Before I became a Basilian, my spiritual director at the time asked me a similar question to these about the Transfiguration: What is this event’s central point? I felt hopelessly distracted from the central point of the Transfiguration by the dramatic narrative our Gospels place around this event.

To me, the Gospel accounts of Jesus’ Transfiguration read like the script of a brilliant drama or action film: Jesus takes his three most trusted disciples, Peter, James, and John, up a mountain alone. In Scripture, mountains are usually the place of encounter with God, so something is bound to light up the big screen! Almost on cue, Jesus’ “clothes [become] a dazzling white.” Then Moses and Elijah, the Law and Prophets in person, appear and speak with Jesus. Peter, James, and John are left by themselves in the distance. A cloud casts a shadow over them. Could this be the presence of God’s Holy Spirit? A voice from on high (Could this be God the Father?) says to “listen to” Jesus. We hear clear mention of “the Son of Man” having to die and then rise from the dead. Who is this “Son of Man”? Obviously on one level the Son of Man is Jesus, but could it also be all of us, daughters and sons of God; Jesus’ disciples? And what does death and “rising from the dead” mean, for Jesus or for us?

Understandably, Mark’s Gospel says, Peter and James and John “hardly [know] what to say, they [are] so terrified” at Jesus’ Transfiguration. But amid their terror, Peter, James, and John are in danger of missing the central point of the Transfiguration; what this event proclaims about us and about Jesus. And what is this central point of the Transfiguration? If only for a moment, Peter gets it right. Peter’s words reveal a truth about us: “Rabbi, it is good that we are here”! This truth about us is coupled with a truth about the identity of Jesus as God in the words spoken from heaven: “This is my beloved Son. Listen to him.”

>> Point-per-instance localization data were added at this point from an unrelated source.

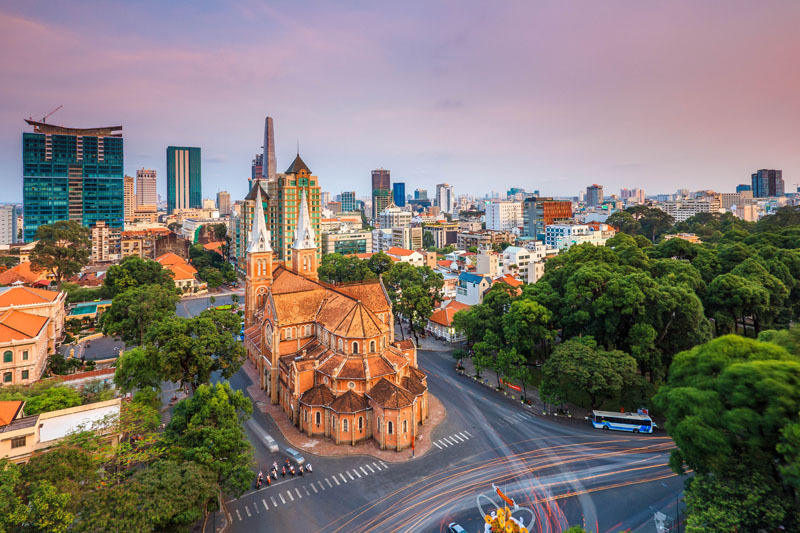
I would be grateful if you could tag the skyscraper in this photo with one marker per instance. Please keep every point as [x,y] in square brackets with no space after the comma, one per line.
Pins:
[146,191]
[767,183]
[129,197]
[184,189]
[348,201]
[594,195]
[269,168]
[224,203]
[399,193]
[381,191]
[444,198]
[72,174]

The rest of this scene: The secluded mountain setting; Jesus’ bright transfigured clothing, the cloud; Moses and Elijah all point us to this dual truth. But these “special effects” can also be a distraction from a superb central plot line perhaps rarely seen in action films (I would give this one five stars): “Rabbi, it is good that we are here… This is my beloved Son. Listen to him.”

How many of us are vulnerable to similar distractions? Not only the fear of death can be this distraction, as it was for Peter, James, and John on the mountain of the Transfiguration. Can our fears; worries about loved ones’ or our own health and well-being; our work or lack of work; our struggles with prayer not also distract us?

And so we ask God to center us on the truths of Jesus’ Transfiguration; truths about us and about Jesus and our response to Jesus: “It is good that we are here… This is my beloved Son. Listen to him.”